Non me n'ero accorto : "Violin e boutille de bass" :rofl: :rofl: :rofl: :rofl:

Penso che il titolo giusto sia " Violon au bas d'une bouteille".

 

Il signor X fa un favore al sig. Y che conosce la passione numismatica del sig. X , apre un cassetto e gli regala un cent. di dollaro vecchio e malandato. Il sig. X lo prende per non offenderlo e poi lo butta nella ciotola dei rottami.
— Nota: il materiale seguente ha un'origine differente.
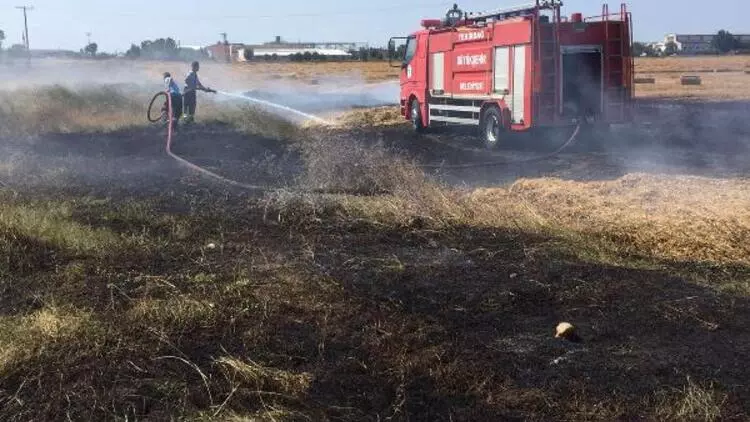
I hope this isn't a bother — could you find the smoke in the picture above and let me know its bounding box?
[234,79,399,114]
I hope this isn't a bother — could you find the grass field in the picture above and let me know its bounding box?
[0,58,750,421]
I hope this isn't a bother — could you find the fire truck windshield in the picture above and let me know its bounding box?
[404,35,417,66]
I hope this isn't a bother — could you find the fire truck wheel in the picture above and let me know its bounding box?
[409,98,424,133]
[479,107,503,149]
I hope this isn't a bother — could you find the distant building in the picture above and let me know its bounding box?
[206,43,245,62]
[651,34,750,55]
[206,36,368,62]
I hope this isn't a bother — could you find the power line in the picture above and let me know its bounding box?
[108,1,453,20]
[16,6,34,51]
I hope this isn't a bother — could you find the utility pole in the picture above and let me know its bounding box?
[16,6,34,66]
[219,32,232,63]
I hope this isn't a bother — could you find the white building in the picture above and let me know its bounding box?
[651,34,750,54]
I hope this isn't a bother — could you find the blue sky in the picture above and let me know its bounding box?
[0,0,750,52]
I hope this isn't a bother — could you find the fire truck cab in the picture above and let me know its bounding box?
[390,0,634,148]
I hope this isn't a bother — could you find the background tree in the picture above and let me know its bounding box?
[712,29,740,54]
[633,41,658,57]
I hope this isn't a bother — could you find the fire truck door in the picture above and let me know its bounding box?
[492,47,510,95]
[510,45,526,123]
[430,53,445,95]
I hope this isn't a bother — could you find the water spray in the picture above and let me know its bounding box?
[216,91,333,126]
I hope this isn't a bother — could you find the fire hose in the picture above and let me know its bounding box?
[162,91,581,191]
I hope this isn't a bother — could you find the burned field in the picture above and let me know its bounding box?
[0,71,750,421]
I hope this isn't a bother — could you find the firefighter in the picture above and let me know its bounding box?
[183,62,216,123]
[162,72,182,130]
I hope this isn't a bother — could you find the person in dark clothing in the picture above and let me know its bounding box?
[184,62,216,123]
[164,72,182,130]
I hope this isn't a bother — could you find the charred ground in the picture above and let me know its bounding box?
[0,78,750,421]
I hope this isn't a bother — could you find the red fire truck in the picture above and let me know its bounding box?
[390,0,634,148]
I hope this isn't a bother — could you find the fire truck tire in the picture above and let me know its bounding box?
[479,106,505,149]
[409,98,425,133]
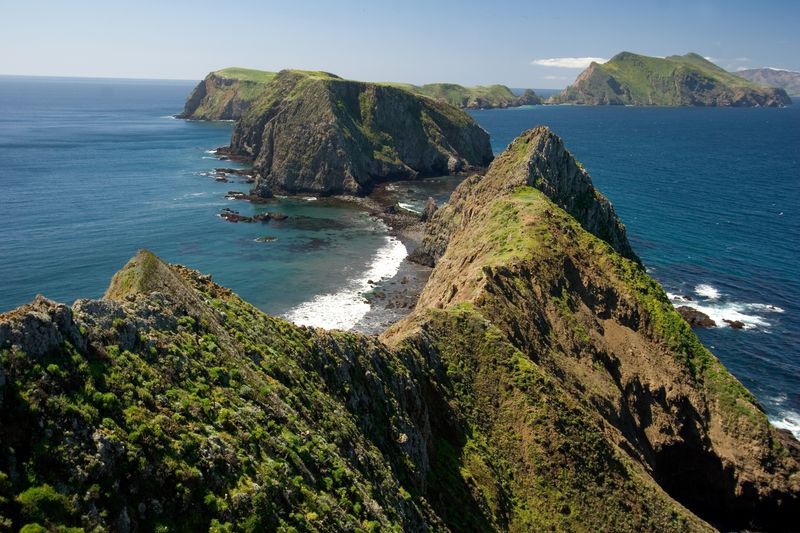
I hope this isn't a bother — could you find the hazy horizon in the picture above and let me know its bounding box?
[0,0,800,89]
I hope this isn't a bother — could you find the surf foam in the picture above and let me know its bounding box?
[667,283,784,329]
[283,236,408,329]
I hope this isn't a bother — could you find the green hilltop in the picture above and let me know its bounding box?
[549,52,791,106]
[0,125,800,533]
[178,67,542,120]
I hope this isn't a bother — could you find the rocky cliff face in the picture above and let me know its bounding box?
[0,129,800,531]
[411,127,639,266]
[177,68,275,120]
[733,68,800,96]
[550,52,792,107]
[402,83,542,109]
[230,71,492,196]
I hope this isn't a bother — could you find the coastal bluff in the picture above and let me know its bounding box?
[225,71,492,196]
[177,67,544,120]
[0,127,800,532]
[548,52,792,107]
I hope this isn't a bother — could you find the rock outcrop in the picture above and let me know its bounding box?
[411,127,639,266]
[397,83,543,109]
[675,305,717,328]
[229,71,492,196]
[0,128,800,532]
[177,67,275,120]
[549,52,792,107]
[732,68,800,96]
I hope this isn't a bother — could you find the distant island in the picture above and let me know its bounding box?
[178,67,543,120]
[734,68,800,96]
[548,52,792,107]
[390,83,544,109]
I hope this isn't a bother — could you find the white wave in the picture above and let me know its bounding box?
[397,202,422,214]
[667,291,784,331]
[694,283,719,300]
[769,409,800,439]
[283,236,408,329]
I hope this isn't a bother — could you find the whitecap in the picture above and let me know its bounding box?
[769,409,800,439]
[283,236,408,329]
[397,202,422,214]
[694,283,719,300]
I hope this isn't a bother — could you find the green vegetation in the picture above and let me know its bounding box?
[212,67,276,83]
[181,67,542,120]
[231,70,492,196]
[0,124,800,532]
[388,83,542,109]
[733,68,800,96]
[551,52,791,106]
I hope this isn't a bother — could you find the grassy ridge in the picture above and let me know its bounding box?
[550,52,791,106]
Dopo 40 anni legge che un cent. coniato a Indianapolis, unico esemplare conosciuto ha realizzato 6 milioni all'asta. Ripesca il cent. dalla ciotola e si accorge che pure il suo è rarissimo. Per essere in regola con la legge chiede la licenza di esportazione per gli Usa, valutandolo 3 milioni.

Arrivano i CC e glielo sequestrano. :mega_shok: :mega_shok: :mega_shok: così diventa patrimonio dello stato con grande giubilo del sig. ministro dei B.C.

(dove B.C. sta per .....censura, a scanso di querele :unknw: :unknw: :unknw: )

Per chi non lo sapesse a Torino in questi giorni c'è la Biennale Democrazia , per l'innovazione e la partecipazione culturale"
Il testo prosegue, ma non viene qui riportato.